Private fund managers will only have to file and deliver Form CRS if, in addition to private investment fund clients, they also have clients who are natural persons with separately managed accounts. (Individuals who invest in pooled investment vehicles but have no direct advisory relationship with the manager are not clients and therefore, not covered by Form CRS.) The SEC Staff has, in published guidance, specifically indicated that advisers to pooled investment vehicles are not required to file and deliver Form CRS:

Q: My firm is an investment adviser to pooled investment vehicles, such as a hedge funds, private equity funds and venture capital funds. The investors in these funds include natural persons who may be “retail investors” as defined in Form CRS. Am I required to deliver a relationship summary to these funds?
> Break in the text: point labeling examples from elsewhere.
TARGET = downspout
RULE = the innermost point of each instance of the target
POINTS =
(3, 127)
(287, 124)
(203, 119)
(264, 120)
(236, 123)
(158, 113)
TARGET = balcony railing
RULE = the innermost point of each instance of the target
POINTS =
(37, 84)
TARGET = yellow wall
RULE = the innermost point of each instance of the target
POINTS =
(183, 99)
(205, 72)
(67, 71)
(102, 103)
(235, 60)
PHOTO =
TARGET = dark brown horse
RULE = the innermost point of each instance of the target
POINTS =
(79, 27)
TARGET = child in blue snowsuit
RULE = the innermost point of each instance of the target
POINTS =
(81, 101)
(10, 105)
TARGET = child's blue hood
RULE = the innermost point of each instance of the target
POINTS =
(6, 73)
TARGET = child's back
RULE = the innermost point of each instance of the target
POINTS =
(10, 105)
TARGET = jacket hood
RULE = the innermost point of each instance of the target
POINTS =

A: An investment adviser must initially deliver a relationship summary to each retail investor before or at the time the adviser enters into an investment advisory contract with the retail investor. “Retail investor” is defined as “a natural person, or the legal representative of such natural person, who seeks to receive or receives services primarily for personal, family or household purposes.” In the staff’s view, the types of pooled investment vehicles described above would not meet this definition and a relationship summary would not be required to be delivered. (Posted Nov. 26, 2019)[2]

In contrast, advisers with managed accounts should assess whether and how Form CRS applies to their businesses as soon as possible.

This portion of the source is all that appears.